Following my first ‘Speakonomics’ on Game Theory a few months ago, this second one unpacks a phrase heard frequently this week – the ‘Fed’s Dot Plot’. I was asked by someone last evening, after a forum on the economy, “what is this dot plot?”.
The ‘Dot Plot’ is something that features in the Federal Open Market Committee (FOMC) decision on interest rates, along with the minutes of the meeting. Essentially what it is is a representation of the Fed officials’ (the folks part of the FOMC meeting) outlook on rates at a point in time. Put differently, it is the plot of what FOMC participants feel should be the appropriate federal funds rate at the end of the year; essentially charting the appropriate monetary policy path.
The background is that the US Federal Reserve (“the Fed”), as widely expected, raised rates on Wednesday by 25 percentage points, ending almost a decade long period of near-zero interest rates. Much of it is likely to have already been priced in. But how the Fed proceeds in its tightening cycle will be what we need to watch next year.
This is what the latest ‘Fed dot plot’, alongside the rate revision this week, looked like. The next edition – the update to this plot – will only be in its next meeting in March next year.
As the Fed explains:
This chart is based on policymakers’ assessments of appropriate monetary policy, which, by definition, is the future path of policy that each participant deems most likely to foster outcomes for economic activity and inflation that best satisfy his or her interpretation of the Federal Reserve’s dual objectives of maximum employment and stable prices.

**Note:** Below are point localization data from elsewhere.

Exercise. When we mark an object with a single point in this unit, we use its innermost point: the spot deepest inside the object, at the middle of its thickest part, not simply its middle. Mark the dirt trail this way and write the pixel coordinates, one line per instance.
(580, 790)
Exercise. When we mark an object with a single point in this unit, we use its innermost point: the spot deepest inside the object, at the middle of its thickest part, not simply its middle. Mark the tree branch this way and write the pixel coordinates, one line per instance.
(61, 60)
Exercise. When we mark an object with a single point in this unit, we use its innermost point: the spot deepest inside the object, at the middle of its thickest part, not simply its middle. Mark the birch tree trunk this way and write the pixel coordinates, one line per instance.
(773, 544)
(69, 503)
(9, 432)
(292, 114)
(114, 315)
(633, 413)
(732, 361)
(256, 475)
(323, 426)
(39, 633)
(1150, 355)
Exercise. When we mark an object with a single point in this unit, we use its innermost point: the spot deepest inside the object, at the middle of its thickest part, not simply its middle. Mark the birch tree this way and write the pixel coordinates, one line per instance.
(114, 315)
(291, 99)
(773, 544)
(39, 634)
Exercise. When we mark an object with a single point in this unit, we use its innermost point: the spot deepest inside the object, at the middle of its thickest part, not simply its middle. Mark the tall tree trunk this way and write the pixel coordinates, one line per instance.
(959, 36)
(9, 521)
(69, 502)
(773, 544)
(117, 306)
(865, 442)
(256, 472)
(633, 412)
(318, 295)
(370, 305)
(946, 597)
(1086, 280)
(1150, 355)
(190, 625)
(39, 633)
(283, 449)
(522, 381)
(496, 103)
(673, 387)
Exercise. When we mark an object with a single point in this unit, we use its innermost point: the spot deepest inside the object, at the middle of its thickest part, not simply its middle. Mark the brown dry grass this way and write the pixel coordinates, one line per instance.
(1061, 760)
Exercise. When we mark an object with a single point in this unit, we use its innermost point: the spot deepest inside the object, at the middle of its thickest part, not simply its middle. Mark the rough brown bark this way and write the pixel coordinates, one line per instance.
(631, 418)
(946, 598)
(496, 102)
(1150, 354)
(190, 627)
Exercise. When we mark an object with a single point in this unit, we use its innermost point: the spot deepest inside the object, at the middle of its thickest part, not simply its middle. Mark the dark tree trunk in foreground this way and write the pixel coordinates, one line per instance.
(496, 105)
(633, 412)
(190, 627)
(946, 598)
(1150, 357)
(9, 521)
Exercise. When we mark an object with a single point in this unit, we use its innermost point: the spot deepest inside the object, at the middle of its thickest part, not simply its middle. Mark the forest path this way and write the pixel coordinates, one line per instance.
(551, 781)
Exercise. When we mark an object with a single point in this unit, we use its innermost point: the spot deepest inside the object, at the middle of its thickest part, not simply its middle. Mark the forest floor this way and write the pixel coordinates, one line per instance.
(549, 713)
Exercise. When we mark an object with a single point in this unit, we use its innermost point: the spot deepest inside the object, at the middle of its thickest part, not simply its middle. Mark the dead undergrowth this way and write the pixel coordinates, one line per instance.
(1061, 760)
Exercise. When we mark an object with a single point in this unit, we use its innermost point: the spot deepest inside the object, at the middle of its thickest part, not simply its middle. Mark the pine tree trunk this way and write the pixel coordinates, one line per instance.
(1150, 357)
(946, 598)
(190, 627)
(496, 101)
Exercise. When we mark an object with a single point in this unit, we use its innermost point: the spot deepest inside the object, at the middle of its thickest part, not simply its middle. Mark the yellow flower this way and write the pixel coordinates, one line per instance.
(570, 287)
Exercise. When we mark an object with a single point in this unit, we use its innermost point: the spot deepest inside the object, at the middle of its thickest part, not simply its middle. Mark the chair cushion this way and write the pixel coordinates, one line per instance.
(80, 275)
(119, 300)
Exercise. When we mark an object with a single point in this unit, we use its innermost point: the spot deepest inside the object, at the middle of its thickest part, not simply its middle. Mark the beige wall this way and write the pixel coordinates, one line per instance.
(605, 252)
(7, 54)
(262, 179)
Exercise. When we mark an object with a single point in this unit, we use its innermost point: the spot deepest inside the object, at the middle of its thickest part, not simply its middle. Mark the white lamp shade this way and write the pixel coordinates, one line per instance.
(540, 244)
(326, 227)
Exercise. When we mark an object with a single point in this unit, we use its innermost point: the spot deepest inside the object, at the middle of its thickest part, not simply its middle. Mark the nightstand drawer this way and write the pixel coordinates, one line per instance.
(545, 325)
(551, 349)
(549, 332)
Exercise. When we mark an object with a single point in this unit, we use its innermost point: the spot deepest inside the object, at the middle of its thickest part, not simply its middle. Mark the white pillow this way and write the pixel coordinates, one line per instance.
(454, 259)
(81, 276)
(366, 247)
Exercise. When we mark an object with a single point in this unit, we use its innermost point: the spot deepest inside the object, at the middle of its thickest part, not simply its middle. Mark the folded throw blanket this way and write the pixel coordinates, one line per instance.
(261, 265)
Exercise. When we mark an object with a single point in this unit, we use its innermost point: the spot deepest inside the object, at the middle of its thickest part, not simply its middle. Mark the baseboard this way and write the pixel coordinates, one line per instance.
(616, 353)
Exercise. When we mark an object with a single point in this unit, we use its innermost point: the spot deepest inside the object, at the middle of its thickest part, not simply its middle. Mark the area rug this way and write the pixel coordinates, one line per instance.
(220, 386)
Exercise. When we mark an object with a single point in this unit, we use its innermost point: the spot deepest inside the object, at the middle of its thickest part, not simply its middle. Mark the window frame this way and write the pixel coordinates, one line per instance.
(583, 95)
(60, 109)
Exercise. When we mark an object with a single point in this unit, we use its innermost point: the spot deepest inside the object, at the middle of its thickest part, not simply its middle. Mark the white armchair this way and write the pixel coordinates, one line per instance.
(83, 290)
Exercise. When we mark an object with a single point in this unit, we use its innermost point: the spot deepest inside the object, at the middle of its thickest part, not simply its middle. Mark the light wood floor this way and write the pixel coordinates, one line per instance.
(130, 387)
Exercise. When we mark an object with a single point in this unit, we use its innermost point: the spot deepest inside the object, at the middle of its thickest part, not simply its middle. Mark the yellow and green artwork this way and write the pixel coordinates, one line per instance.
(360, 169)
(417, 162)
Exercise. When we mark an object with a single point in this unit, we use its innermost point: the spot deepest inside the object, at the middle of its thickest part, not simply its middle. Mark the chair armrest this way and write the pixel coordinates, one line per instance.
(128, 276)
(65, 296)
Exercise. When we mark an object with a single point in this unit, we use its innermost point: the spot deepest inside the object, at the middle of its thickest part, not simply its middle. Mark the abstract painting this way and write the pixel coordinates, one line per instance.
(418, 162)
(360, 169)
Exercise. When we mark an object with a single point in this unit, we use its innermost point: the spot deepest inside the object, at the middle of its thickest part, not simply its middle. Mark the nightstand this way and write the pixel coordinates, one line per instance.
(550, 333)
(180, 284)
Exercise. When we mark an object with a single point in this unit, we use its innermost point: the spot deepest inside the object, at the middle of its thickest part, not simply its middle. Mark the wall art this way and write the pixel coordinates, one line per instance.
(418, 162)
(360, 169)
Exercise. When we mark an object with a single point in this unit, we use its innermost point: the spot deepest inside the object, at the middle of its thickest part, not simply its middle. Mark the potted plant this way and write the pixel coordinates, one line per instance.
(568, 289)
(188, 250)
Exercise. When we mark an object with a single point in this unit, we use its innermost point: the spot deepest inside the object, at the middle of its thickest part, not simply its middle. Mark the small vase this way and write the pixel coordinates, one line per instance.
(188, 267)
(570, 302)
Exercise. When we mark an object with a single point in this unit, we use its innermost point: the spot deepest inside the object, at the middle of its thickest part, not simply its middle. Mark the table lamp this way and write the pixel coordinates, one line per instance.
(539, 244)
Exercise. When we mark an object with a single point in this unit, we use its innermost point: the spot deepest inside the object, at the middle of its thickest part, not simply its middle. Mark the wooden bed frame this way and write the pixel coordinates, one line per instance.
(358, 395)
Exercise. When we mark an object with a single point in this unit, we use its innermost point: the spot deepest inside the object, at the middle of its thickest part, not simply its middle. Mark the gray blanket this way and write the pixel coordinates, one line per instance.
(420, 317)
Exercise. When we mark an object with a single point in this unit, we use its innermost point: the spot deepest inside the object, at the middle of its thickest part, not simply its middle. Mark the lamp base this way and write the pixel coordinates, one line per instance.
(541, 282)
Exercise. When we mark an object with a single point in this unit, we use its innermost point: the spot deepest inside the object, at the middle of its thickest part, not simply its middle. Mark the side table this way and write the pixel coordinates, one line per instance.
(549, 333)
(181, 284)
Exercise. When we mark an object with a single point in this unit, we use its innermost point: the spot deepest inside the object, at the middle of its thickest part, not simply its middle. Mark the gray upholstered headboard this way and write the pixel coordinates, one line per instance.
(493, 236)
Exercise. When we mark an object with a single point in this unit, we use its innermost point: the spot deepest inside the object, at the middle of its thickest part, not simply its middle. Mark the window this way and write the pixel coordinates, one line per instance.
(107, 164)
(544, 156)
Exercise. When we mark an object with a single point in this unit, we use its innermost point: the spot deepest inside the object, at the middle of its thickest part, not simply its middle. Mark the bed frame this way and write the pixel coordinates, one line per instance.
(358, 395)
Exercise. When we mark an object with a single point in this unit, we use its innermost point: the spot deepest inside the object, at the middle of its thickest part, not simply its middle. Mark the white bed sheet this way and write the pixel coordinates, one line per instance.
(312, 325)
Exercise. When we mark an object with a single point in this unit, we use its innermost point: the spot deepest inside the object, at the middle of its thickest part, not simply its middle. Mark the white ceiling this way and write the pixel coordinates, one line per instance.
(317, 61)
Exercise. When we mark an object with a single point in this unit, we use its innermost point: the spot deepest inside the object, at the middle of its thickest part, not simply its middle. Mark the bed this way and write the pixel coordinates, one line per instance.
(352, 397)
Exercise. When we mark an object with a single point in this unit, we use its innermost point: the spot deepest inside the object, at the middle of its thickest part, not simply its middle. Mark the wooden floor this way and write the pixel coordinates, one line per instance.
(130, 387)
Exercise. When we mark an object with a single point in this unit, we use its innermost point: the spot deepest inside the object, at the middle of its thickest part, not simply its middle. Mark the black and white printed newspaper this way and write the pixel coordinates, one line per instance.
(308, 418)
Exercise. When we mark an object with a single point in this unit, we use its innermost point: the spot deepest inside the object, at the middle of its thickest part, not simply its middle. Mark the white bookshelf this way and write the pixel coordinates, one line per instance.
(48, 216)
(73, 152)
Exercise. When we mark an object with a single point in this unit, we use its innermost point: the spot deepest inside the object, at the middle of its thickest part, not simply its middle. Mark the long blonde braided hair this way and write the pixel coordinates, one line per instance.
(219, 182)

Each shaded circle indicates the value (rounded to the nearest 1⁄8 percentage point) of an individual participant’s judgment of the midpoint of the appropriate target range for the federal funds rate or the appropriate target level for the federal funds rate at the end of the specified calendar year or over the longer run
In general, ‘dot plots’ are a widely used tool for statistical representation, and particularly useful for assessing distributions when there is a relatively small amount of observations.